Maryland fiscal officers wagered all along that the D.C. gambling initiative would pass on Nov. 4, and calculated that the gross losses to the lottery operation would be $65 million. Subtracting prize money and operating costs, they estimated that the net loss from their projected revenue estimates for the 1982 fiscal year would be $30 million.

Although the D.C. lottery realistically is a year away from operation, the loss of much of the booming business along the District line thus becomes an added factor in the state's tightest budget picture in the last four years. Combined with recession-related losses in income and sales tax revenues, the loss of $30 million in lottery profits is expected to slice the Maryland surplus to $55 million in June 1982 -- compared to $293 million last June. That $30 million could operate this year's general fund budget for four days.

The Washington counterparts of the border states have gazed with envy for several years across Eastern and Western avenues, convinced that the magnet of lottery ticket sales gave their Maryland competitors a huge advantage.

Robert Weitzman, owner of Washington's Stop & Shop Liquors just south of the Bass outlet on Rhode Island Avenue, helped plan the District campaign for a legalized lottery. He said he expects his retail liquor business -- as well as the city's revenues -- to grow with the advent of a city lottery.

Many of his Maryland counterparts contest this view, after several years of experience with the daily lottery, which began in 1976. They say it often is more trouble than it's worth; lottery customers jam the store and take up valuable parking space -- and the lottery tickets carry only a 5 percent commission.

Don Gould, one of the owners of Bass Liquors, said he tried without success to rally suburban Maryland lottery agents to fight the District's proposed gambling initiative. "The state lottery commission wouldn't touch it with a 10-foot pole," he said. "They said it was none of Maryland's business."

But Gould said there is an even more important reason that the Maryland lottery agents didn't fight the District's initiative: They're not that scared of losing business -- in lottery tickets or in retail sales -- despite the gloomy predictions from officials in Annapolis.

"Look, the Maryland lottery didn't kill the illegal numbers racket in the District," Gould said, "I'm sure lots of our customers play both. That way they have two chances to win. When the District comes in, they'll have three."

One of Gould's lottery patrons, a veteran of the Washington numbers racket and the Maryland lottery, agreed, sticking with a betting man's tradition of maximizing his chances. In any case, he will not desert the Maryland lottery even if the District of Columbia sets up odds of 600 to 1, compared to Maryland's 500 to 1.

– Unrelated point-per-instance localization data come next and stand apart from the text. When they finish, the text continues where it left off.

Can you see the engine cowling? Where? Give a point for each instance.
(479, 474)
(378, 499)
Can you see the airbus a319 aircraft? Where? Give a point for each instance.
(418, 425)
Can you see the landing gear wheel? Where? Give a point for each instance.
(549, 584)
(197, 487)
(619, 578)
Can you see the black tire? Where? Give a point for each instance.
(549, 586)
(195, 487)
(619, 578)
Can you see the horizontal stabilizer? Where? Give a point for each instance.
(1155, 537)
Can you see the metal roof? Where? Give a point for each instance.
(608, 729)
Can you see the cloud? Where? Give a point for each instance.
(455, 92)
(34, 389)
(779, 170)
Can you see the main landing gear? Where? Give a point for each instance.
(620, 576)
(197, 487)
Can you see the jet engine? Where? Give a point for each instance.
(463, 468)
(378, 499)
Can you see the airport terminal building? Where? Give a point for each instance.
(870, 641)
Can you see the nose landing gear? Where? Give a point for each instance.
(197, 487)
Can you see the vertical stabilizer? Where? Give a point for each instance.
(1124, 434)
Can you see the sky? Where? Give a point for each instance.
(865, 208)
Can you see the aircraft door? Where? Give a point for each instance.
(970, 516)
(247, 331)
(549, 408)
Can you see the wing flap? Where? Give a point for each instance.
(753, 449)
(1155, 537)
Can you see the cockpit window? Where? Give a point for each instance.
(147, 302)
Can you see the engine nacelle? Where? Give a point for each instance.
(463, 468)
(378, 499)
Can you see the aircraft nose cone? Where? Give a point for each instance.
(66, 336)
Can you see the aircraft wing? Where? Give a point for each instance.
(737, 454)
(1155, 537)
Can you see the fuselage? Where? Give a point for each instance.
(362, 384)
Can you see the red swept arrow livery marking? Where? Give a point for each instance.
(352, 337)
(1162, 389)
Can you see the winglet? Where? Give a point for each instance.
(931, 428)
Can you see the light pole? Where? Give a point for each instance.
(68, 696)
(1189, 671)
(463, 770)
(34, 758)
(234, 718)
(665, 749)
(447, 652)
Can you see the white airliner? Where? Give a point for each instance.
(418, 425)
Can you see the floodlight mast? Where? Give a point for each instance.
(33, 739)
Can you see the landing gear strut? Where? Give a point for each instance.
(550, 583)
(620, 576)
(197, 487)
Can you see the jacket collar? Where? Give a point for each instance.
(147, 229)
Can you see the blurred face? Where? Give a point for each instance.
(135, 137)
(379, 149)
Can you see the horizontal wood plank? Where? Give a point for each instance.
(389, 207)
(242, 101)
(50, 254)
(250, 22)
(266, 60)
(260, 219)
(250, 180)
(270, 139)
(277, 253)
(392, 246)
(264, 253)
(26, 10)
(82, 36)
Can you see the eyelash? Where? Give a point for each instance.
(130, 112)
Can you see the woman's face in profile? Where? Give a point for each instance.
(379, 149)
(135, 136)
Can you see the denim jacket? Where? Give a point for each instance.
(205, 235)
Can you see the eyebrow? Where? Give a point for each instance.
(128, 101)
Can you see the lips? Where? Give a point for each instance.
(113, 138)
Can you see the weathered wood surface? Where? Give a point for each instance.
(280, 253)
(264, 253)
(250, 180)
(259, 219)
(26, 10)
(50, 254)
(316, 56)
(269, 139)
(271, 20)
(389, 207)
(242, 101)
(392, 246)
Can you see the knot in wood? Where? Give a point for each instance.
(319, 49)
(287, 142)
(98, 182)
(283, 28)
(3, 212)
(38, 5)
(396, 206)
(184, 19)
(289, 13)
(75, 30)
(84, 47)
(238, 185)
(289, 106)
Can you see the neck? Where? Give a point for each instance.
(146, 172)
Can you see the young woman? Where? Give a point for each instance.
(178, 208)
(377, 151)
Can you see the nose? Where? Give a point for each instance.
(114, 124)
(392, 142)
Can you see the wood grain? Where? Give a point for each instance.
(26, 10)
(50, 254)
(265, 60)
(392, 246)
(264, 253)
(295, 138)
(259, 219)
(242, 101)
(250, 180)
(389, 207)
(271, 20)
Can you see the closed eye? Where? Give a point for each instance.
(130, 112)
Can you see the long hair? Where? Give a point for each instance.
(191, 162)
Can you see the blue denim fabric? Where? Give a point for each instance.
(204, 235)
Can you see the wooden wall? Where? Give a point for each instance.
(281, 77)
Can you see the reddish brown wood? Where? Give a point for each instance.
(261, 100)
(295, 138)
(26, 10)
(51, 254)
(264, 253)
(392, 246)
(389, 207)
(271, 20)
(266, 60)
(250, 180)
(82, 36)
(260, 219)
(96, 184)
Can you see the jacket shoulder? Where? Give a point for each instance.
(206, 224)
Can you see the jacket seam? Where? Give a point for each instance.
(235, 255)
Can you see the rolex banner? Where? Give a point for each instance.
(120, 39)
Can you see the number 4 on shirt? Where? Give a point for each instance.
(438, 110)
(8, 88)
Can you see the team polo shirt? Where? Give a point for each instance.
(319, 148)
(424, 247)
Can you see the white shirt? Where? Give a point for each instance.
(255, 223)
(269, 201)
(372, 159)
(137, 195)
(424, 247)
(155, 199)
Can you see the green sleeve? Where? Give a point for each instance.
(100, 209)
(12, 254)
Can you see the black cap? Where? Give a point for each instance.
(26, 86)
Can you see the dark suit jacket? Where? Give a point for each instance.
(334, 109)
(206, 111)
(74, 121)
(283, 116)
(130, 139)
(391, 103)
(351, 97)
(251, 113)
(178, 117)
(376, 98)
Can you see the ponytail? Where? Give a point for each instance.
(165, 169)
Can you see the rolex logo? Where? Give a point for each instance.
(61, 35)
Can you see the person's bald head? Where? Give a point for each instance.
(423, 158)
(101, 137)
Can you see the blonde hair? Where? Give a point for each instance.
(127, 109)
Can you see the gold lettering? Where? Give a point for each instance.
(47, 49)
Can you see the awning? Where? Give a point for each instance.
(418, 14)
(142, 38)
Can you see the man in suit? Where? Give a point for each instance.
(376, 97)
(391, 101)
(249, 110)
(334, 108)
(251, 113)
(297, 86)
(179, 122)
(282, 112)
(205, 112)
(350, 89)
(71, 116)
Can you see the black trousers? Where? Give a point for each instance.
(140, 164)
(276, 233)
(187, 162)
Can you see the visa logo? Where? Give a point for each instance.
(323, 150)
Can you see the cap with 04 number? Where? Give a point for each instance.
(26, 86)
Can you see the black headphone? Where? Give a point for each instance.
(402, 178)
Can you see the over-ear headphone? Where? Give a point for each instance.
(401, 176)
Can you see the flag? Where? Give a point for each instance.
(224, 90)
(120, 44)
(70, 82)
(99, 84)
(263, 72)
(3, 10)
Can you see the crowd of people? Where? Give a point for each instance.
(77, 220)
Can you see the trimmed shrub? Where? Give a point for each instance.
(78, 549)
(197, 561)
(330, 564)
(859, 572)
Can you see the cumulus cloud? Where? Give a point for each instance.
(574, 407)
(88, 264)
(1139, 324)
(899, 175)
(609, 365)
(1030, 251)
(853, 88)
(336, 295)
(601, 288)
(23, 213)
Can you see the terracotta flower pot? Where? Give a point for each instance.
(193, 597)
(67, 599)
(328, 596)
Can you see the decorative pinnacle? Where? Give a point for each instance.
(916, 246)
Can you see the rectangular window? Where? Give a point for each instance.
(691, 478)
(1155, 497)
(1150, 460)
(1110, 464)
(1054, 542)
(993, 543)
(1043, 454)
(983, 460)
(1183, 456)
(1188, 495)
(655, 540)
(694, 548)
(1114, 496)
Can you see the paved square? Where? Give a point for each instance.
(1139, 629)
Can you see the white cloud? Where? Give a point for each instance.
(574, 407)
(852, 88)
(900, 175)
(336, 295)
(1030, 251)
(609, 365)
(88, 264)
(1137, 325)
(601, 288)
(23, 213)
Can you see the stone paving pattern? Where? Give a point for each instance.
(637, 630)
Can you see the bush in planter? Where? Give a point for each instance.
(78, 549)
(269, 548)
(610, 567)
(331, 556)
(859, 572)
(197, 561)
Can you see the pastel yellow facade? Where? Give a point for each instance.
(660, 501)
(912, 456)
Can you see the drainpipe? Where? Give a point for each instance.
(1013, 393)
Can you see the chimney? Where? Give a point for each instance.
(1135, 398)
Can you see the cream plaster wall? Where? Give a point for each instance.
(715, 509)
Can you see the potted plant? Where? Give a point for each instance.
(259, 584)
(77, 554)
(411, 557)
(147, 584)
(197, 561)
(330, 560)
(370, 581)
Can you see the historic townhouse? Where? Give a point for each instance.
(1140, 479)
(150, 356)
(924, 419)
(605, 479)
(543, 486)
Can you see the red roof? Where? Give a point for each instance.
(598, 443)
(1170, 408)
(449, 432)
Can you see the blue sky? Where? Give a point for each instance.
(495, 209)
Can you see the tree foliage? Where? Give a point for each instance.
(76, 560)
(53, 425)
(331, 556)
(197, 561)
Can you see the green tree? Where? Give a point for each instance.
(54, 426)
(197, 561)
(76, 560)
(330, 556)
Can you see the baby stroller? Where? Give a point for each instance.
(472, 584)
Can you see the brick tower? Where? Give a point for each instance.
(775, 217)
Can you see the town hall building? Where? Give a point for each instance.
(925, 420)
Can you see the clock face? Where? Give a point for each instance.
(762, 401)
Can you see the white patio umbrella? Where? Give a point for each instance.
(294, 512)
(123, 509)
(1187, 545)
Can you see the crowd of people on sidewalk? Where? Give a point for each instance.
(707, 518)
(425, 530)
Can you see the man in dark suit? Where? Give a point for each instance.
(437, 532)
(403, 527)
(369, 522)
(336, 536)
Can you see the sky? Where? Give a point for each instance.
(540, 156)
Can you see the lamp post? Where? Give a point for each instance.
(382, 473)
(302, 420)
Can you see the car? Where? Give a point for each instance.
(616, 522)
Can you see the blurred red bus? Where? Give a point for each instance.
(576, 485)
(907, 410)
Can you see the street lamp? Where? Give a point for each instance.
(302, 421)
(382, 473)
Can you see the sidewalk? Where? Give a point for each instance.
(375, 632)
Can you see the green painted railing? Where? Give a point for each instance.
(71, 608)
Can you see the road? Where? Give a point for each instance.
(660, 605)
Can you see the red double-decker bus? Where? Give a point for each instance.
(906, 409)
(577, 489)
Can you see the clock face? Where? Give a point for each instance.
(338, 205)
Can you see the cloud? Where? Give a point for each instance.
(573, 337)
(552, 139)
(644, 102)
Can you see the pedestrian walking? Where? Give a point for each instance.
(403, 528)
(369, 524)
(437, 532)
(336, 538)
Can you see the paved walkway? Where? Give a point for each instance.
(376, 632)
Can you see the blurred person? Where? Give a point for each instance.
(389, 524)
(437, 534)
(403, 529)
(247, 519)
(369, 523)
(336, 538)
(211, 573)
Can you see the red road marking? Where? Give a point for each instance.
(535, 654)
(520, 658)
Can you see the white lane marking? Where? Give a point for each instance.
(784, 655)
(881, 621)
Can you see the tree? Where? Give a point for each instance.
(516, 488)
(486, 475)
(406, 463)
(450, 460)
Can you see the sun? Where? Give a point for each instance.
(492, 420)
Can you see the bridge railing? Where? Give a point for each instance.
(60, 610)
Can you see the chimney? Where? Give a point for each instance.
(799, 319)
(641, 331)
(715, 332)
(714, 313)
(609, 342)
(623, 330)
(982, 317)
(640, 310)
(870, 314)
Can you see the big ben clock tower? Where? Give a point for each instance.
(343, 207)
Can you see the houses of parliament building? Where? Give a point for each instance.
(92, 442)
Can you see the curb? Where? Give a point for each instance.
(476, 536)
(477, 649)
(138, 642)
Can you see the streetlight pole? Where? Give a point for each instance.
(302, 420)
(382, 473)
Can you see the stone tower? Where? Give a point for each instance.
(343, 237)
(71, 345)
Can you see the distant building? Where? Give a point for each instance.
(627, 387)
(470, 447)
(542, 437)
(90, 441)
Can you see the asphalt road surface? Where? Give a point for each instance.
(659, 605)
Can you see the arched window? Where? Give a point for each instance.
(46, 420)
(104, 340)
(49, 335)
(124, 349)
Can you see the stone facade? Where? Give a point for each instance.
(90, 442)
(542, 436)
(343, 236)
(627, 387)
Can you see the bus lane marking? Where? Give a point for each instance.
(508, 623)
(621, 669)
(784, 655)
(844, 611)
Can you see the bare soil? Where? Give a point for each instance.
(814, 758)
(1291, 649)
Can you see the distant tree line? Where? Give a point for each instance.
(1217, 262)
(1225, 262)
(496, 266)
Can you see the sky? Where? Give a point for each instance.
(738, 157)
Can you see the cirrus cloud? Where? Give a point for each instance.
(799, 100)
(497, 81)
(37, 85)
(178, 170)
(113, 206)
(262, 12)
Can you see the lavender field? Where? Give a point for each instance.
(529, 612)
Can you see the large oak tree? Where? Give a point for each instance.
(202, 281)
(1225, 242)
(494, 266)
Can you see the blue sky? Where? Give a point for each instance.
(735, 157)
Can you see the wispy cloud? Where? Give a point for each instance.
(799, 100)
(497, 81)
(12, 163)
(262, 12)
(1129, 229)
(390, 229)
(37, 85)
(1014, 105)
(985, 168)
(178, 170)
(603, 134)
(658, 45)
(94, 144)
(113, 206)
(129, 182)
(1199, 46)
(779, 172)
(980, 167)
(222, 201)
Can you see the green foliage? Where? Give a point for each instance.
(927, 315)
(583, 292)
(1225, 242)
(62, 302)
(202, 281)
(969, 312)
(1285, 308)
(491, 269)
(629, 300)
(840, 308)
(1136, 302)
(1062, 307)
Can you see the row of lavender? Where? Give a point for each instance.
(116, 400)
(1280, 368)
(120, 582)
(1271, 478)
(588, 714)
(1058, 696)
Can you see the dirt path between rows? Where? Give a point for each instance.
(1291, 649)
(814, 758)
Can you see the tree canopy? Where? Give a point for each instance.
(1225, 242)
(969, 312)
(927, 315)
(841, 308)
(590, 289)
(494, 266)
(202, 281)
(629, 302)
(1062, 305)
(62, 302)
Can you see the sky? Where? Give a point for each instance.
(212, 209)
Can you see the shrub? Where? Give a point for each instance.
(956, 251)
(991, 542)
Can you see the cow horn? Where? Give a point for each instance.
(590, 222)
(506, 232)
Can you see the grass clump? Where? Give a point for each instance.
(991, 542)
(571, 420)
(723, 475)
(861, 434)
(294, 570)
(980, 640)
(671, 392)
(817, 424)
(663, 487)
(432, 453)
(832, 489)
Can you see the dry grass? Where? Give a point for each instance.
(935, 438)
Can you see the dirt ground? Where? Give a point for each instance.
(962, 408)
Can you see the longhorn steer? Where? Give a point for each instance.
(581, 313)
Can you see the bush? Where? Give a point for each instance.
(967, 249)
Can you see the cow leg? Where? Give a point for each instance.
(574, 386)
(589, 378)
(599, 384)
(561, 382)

The nattily dressed gambler, who would identify himself only as "Larry," said he has been playing and winning the numbers game since he was 8 years old. Since the Maryland lottery has been good to him -- "I hit on number 429 last week for $1,000 right here" -- and since he is a confirmed believer in superstition, he will stick with it.

"Some people say I'm just lucky," he said, smiling proudly. "But when I was a body, the older people used to put it different. They said I was blessed."